Of Football, Kites and Goats: Sports in Afghanistan

by Katrina Forsythe, dramaturg

The Lions of Khorasan made it to the SAFF Final match in 2011.

Nasim and Yasir in A Second Birth play soccer with their friends—though they follow the European tradition of calling it football. While the Afghani people love their football (the national team was founded in 1922—just three years after they became an independent nation), there are other sports that are, perhaps, less familiar to an American audience.

Kite Flying

Thanks to the book The Kite Runner, we know that Afghani children like to fly kites. But this is not Mary Poppins’ kite flying. The traditional kite in Afghanistan is huge—four to six feet wide—and the string is enhanced with razors and broken glass. The point of the game is to cut the string of the other kites in the air.

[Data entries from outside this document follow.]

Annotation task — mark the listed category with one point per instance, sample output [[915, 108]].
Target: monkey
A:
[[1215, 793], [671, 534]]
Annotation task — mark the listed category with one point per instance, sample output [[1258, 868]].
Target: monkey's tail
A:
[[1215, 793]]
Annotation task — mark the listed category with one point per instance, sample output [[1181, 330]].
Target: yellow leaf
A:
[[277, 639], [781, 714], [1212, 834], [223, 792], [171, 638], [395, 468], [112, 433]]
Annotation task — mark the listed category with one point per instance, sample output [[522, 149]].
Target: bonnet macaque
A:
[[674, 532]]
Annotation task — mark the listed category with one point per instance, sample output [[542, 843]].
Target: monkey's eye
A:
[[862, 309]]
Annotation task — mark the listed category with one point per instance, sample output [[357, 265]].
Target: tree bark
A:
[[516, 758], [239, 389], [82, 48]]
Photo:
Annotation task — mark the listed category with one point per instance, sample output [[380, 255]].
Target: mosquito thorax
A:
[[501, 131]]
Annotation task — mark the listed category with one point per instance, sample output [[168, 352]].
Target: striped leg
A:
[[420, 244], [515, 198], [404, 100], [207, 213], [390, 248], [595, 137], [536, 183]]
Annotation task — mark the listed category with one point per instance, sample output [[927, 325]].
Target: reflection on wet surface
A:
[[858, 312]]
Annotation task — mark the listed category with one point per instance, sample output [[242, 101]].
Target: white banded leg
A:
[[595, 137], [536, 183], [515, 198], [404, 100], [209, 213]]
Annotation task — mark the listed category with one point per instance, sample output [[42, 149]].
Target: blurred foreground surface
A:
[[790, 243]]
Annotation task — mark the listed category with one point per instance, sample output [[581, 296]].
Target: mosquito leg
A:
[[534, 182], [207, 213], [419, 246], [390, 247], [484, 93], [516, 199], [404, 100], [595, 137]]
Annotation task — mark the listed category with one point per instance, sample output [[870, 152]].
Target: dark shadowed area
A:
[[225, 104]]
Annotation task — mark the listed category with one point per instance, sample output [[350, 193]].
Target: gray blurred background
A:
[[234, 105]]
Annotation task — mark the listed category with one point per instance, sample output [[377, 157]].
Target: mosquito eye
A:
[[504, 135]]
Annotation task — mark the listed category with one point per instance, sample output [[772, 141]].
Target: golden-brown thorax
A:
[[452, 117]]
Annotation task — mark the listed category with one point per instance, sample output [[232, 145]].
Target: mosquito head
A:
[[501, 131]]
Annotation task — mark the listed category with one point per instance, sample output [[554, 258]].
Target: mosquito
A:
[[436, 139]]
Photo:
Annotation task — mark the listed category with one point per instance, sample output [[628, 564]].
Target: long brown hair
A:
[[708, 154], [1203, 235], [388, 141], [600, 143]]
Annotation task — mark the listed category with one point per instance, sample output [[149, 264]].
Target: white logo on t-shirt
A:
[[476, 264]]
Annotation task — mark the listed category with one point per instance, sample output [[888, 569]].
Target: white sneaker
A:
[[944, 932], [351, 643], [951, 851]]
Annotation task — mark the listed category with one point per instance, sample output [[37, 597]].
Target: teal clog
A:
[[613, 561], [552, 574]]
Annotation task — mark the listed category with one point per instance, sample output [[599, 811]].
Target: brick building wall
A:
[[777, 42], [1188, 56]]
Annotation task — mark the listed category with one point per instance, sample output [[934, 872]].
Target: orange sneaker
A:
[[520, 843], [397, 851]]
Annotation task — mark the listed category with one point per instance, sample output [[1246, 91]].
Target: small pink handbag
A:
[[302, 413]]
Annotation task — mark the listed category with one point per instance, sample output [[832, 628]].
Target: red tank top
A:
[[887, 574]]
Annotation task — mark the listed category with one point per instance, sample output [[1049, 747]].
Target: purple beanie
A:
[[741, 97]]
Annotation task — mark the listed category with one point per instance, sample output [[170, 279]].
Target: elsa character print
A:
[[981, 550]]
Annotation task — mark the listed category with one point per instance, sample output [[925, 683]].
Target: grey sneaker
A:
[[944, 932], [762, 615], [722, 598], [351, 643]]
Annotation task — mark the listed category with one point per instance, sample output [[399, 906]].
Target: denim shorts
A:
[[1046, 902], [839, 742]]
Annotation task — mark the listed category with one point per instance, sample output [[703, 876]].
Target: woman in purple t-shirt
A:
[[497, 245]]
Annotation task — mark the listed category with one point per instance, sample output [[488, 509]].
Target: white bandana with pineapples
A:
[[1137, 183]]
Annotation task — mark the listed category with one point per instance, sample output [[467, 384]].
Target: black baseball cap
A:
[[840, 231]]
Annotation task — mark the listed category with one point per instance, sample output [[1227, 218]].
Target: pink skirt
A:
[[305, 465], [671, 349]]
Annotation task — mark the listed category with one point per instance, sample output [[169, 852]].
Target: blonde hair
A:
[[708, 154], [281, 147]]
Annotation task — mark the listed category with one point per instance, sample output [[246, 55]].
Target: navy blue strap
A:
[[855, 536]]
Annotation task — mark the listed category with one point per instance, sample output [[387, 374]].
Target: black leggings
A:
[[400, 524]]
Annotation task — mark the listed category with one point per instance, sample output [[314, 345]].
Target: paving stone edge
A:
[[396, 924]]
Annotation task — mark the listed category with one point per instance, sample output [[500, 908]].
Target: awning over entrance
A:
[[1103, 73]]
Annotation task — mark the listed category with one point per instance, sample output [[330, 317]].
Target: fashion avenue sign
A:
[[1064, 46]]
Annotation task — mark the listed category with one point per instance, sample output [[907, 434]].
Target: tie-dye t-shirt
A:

This means you have to get your kite up quick, and get it close to the other players’ kites without losing your own string. If you can cut down someone else’s kite, it belongs to you.

image courtesy of ourjourneytosmile.com

Buzkashi

My favorite Afghani sport is called goat catching or Buzkashi. Imagine a no-holds-barred American football game on horses with a goat carcass instead of a ball, and you have a vague idea of what buzkashi is. Both horses and riders train for years before they ever make it into an actual match, and broken limbs are quite common. The dead goat rarely makes it through the game in one piece.